Parallel execution with mache.parallel

mache.parallel provides a machine-aware interface for launching parallel workloads based on each machine’s config file.

Typical downstream workflow

Downstream software (for example, Polaris software) can:

  1. Load machine config with MachineInfo.

  2. Build a parallel-system object with get_parallel_system().

  3. Query available resources (cores, nodes, gpus, and mpi_allowed).

  4. Build a machine-correct launcher command with get_parallel_command().

  5. Use the command for either generated job scripts or direct subprocess calls.

Example: build a launcher command

from mache import MachineInfo
from mache.parallel import get_parallel_system

machine_info = MachineInfo()
parallel_system = get_parallel_system(machine_info.config)

args = ["python", "-m", "your_package.run_task", "--case", "smoke"]
command = parallel_system.get_parallel_command(
    args=args,
    ntasks=4,
    cpus_per_task=2,
    gpus_per_task=0,
)

print(" ".join(command))

On a batch allocation, this returns an srun/mpiexec command using the machine’s configured launcher and resource flags. On login nodes for slurm or pbs systems, get_parallel_system() falls back to login, where MPI is intentionally disabled.

GPU-per-task flags

When gpus_per_task > 0 is passed to get_parallel_command():

  • slurm systems add --gpus-per-task <N> by default. This can be overridden with gpus_per_task_flag in the machine’s [parallel] config.

  • pbs systems require a machine-specific gpus_per_task_flag to be set in config before a GPU-per-task argument is added.

Hyperthreading

mache.parallel does not currently have a dedicated hyperthreading = true/false switch.
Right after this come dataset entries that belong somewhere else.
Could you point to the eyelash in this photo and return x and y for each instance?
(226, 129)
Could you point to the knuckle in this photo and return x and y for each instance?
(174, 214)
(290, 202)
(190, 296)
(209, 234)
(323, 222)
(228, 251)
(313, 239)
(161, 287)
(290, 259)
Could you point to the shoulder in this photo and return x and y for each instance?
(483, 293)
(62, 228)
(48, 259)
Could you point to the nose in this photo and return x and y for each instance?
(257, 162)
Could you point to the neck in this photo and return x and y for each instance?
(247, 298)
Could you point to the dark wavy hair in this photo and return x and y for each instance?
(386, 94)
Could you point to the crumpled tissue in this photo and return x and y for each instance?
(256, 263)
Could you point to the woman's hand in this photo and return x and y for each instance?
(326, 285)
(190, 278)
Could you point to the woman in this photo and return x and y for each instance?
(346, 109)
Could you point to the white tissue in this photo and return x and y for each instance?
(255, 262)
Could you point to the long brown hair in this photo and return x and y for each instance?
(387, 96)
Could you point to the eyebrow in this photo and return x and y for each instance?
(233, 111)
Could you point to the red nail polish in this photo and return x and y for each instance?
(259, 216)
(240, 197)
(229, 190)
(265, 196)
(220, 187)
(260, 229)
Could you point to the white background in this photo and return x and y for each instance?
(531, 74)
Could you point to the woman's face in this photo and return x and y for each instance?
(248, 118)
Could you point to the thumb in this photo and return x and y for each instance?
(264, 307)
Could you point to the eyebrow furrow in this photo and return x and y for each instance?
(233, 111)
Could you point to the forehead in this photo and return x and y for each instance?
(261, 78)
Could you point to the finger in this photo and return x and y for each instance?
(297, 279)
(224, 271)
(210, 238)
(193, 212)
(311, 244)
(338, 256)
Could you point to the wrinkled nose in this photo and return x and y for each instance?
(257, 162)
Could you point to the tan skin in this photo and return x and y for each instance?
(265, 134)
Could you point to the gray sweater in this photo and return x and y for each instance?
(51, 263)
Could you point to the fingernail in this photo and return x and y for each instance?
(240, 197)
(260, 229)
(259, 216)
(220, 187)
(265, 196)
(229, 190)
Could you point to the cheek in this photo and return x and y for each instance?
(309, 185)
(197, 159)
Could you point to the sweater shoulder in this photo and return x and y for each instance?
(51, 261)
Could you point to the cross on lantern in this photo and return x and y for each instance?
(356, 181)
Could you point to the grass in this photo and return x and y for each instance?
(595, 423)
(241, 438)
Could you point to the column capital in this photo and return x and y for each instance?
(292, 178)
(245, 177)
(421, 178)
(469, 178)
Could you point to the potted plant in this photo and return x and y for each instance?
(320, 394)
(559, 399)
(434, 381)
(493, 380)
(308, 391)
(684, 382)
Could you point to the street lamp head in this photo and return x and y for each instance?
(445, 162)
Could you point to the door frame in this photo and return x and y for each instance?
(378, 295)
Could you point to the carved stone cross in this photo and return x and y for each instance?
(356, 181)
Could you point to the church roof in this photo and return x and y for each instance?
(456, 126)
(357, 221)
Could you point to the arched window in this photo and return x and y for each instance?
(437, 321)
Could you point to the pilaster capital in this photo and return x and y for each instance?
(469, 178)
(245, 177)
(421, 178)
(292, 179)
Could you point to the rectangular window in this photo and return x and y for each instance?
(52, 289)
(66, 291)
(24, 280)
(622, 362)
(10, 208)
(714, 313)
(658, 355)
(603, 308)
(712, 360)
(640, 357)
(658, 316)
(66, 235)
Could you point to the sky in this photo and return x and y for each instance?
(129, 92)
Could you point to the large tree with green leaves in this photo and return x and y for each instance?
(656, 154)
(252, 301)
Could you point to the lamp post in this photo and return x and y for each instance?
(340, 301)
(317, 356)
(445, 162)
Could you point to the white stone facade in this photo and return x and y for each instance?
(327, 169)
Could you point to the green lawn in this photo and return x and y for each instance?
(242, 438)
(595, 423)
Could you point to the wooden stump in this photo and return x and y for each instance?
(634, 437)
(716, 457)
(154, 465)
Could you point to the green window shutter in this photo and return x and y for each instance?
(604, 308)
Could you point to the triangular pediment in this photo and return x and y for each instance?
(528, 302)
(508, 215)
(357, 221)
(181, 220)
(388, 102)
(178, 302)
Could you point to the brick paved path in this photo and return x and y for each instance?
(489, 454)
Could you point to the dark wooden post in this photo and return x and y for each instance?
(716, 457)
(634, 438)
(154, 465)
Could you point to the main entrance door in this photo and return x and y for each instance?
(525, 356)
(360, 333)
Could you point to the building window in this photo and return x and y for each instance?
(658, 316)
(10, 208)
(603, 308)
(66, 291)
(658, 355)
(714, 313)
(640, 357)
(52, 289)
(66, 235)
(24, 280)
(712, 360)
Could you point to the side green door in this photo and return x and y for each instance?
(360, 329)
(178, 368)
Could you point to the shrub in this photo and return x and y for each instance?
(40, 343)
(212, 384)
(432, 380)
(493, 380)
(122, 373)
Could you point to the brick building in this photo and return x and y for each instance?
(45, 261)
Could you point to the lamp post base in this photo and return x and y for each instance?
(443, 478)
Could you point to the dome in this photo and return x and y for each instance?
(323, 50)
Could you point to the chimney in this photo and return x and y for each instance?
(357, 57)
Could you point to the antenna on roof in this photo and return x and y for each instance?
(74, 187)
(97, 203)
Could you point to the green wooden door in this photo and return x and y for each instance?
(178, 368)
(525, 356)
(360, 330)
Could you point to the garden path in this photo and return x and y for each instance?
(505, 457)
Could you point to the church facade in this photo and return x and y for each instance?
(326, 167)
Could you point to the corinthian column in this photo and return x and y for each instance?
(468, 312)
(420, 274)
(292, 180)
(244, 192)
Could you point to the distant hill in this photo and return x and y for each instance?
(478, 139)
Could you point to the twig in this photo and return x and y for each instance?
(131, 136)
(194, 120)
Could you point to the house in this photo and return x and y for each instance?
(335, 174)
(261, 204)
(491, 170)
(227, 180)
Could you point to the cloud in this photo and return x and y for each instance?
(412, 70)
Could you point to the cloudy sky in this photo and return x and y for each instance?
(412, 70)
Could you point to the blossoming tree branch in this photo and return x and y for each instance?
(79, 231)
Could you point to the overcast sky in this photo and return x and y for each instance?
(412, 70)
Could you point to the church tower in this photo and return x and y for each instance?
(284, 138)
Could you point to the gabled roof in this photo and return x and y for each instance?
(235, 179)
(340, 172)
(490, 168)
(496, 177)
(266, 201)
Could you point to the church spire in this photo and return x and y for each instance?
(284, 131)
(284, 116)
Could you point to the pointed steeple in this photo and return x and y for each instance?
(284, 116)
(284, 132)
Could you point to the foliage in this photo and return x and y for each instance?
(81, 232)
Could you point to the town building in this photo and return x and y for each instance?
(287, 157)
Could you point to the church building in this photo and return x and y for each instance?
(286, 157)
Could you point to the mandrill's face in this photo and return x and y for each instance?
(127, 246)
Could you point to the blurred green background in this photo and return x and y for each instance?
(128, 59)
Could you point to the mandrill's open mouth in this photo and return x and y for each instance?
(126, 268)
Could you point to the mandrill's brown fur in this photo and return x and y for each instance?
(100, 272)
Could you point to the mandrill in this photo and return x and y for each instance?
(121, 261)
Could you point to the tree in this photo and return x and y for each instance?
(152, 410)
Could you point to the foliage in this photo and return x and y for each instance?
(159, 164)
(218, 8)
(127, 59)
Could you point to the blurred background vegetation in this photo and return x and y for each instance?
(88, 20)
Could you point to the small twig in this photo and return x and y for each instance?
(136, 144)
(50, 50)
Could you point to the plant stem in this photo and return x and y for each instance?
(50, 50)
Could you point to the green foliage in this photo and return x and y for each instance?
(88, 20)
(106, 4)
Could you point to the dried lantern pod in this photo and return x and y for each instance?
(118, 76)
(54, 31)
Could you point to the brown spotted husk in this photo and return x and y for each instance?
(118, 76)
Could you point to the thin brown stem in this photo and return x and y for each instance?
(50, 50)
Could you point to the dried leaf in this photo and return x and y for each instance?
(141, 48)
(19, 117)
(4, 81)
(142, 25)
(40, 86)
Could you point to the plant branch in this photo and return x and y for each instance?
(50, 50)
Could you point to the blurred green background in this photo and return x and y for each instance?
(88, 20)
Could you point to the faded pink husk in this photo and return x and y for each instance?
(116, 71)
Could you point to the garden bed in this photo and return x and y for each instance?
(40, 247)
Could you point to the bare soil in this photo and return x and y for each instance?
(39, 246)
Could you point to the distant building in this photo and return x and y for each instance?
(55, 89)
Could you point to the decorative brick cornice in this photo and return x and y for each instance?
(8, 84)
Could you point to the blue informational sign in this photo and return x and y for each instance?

Instead, hyperthreading behavior is controlled through the machine’s [parallel] config and the resource values passed to get_parallel_command(). The most important config knobs are cores_per_node, max_mpi_tasks_per_node, cpu_bind, and any launcher-specific arguments included in parallel_executable.

The default convention in mache’s machine configs is to describe CPU resources in terms of physical cores, not hardware threads. For E3SM itself, and for most downstream software, this means:

  • cores_per_node should usually be the number of physical CPU cores per node

  • max_mpi_tasks_per_node should usually reflect the intended non-hyperthreaded MPI rank count per node

  • cpu_bind = cores is often a good default when the launcher and machine topology support it, but some systems such as Frontier prefer cpu_bind = threads

  • cpus_per_task should usually be sized assuming physical cores

This is why several shipped machine configs explicitly document cores_per_node as the count “without hyperthreading”.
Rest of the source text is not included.